"Rangers" du Major Rogers (1759)

Author:
Matthew Farfan

medium_rogers.jpgAucun récit sur les Cantons-de-l'Est ne serait complet sans la mention des "Rangers" de Rogers et de ce qui est devenu un des plus abominables épisodes de l'histoire des Cantons. Après la défaite de Québec en 1759, mais avant que la guerre ne soit complètement terminée, le général britannique Jeffery Amherst décida de punir les Indiens du Saint-François (Abénaquis) à cause de leurs raids fréquents et de leur support constant pour les Français.

Le major Robert Rogers, un officier des colonies, fut choisi pour mener une expédition de 200 hommes habitués aux guerres contre les Amérindiens. Leur destination était le village abénaquis d'Odanak, une mission colonie située à l'embouchure de la rivière Saint-François.

Le 13 septembre 1759, l'expédition se dirigea vers le nord en bateau à partir des quartiers généraux d'Amherst au lac Champlain. En route, un accident -- un baril de poudre explosa dans le camp -- nécessita le retour de quarante des hommes du major Rogers à la base. Les autres 160 pagayèrent sur la baie Missisquoi, dans le secteur nord du lac. Après avoir caché leurs bateaux, ils continuèrent à pied à travers la forêt. Cependant, ils furent poursuivis par environ 200 hommes, des Français et des Amérindiens. Les bateaux avaient été découverts dans leur cachette et sans doute, l'explosion avait alerté les Français.

En alerte croissante, l'expédition (moins quelques hommes qui avaient été renvoyés pour faire rapport sur la situation) se fraya un chemin à travers un secteur de marais et de forêts. Évitant la route plus facile de la rivière Yamaska, -- ce qui aurait été un choix trop évident (la rivière étant certainement surveillée par les Français de toute façon), le major Rogers arriva à Odanak vingt-deux jours après avoir reçu ses ordres.

Le 4 octobre, l'expédition attaqua le petit village tranquille. Ils rencontrèrent peu de résistance puisque la plupart des hommes étaient partis à la chasse. Les villageois qui étaient restés furent presque tous massacrés. Quelques-uns furent capturés comme prisonniers. Odanak fut incendiée et l'église de la mission saccagée. Quelques prisonniers anglais furent libérés; le maïs et d'autres objets furent saisis.
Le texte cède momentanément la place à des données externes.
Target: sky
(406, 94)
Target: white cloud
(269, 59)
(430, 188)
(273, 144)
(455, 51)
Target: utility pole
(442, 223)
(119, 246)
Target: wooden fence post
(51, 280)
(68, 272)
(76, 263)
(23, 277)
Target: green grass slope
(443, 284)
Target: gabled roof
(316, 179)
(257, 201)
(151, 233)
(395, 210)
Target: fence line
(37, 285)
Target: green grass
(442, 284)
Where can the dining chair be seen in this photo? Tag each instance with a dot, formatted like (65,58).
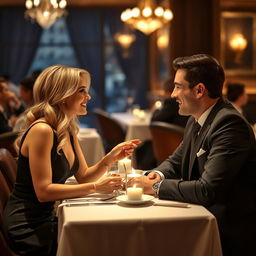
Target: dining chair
(7,140)
(8,165)
(4,195)
(111,130)
(165,139)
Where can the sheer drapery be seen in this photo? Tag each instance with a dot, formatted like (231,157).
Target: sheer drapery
(135,66)
(19,39)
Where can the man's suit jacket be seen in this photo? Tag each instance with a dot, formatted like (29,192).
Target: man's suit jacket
(4,126)
(220,175)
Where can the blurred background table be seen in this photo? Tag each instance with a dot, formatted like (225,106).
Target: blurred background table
(91,145)
(142,230)
(136,128)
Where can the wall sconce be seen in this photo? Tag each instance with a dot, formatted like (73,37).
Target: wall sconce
(162,38)
(125,40)
(238,43)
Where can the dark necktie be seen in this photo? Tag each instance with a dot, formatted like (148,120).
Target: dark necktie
(194,135)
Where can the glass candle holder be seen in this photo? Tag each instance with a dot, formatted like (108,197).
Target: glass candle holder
(134,185)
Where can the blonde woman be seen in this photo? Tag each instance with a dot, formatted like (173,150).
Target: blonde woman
(49,153)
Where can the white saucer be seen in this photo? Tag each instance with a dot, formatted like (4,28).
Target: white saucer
(145,198)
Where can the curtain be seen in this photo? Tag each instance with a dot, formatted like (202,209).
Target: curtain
(135,66)
(84,27)
(19,39)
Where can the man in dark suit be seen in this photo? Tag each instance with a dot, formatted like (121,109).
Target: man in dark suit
(168,112)
(215,165)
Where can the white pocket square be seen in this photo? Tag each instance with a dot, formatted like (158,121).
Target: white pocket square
(200,152)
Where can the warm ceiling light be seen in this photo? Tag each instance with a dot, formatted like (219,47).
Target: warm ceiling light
(45,12)
(238,42)
(125,40)
(147,17)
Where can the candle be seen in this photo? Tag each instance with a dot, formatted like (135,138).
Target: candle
(134,193)
(124,166)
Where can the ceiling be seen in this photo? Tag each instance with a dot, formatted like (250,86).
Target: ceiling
(79,2)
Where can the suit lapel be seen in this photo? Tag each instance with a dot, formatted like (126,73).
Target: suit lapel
(205,128)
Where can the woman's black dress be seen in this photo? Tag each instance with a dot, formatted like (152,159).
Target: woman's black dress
(31,226)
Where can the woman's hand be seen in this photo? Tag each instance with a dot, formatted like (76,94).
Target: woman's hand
(107,185)
(122,150)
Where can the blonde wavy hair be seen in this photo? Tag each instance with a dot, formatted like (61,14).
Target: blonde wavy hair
(52,87)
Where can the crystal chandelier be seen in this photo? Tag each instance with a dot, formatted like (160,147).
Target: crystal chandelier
(45,12)
(125,40)
(147,17)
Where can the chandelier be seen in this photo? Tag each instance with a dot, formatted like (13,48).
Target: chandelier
(45,12)
(147,17)
(125,40)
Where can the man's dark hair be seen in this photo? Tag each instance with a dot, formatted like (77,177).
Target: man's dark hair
(234,91)
(202,68)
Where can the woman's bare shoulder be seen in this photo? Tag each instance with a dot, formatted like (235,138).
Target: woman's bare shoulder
(41,129)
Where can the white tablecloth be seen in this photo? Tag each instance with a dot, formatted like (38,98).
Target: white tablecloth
(142,230)
(91,145)
(136,128)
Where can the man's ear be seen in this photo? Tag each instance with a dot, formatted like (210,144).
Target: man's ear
(200,90)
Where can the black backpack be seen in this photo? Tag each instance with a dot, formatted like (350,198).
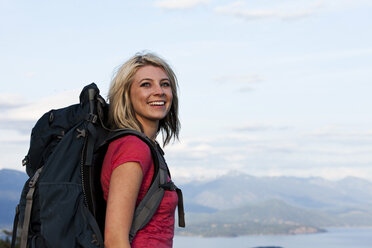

Le major Rogers rapporta avoir tué au moins 200 villageois, même s'il est fort probable qu'il ait grandement exagéré le véritable nombre -- vraisemblablement plus près de trente. La majorité des morts étaient des femmes et des enfants.

Se retirant par la rivière Saint-François, le major Rogers fut poursuivi par un groupe de guerriers qui étaient revenus au village et avaient découvert le massacre. Les Abénaquis avaient réussi à tuer plusieurs "Rangers" dans ce qu'on appellera plus tard le canton de Kingsey. Plusieurs de ses hommes blessés, exténués et affamés, le major Rogers se remit en route vers Big Forks (aujourd'hui Sherbrooke). De là, il envoya un détachement à Little Forks (Lennoxville) pour allumer un feu afin que les poursuivants croient que ses hommes y campaient. De retour sur les hauteurs à Big Forks, ils prirent les Abénaquis par surprise, approchant en remontant la rivière dans leurs canots et tirèrent sur eux à leur passage sous leur poste d'observation.

Le major Rogers et ses hommes continuèrent jusqu'à Little Forks où ils se séparèrent en petits groupes après avoir convenu de se retrouver plus tard dans le New Hampshire. Il croyait que par petits groupes, ils seraient plus difficiles à traquer et que la chasse pour se nourrir serait plus facile. Cependant, en cours de route, les groupes en retraite furent poursuivies par les Abénaquis. Plusieurs soldats furent tués. D'autres furent capturés et ramenés à Odanak où ils furent torturés. Après de dures épreuves et la perte de plusieurs hommes, le major Rogers et son groupe de beaucoup réduit regagnèrent lentement leur camp sur les bords du lac Champlain.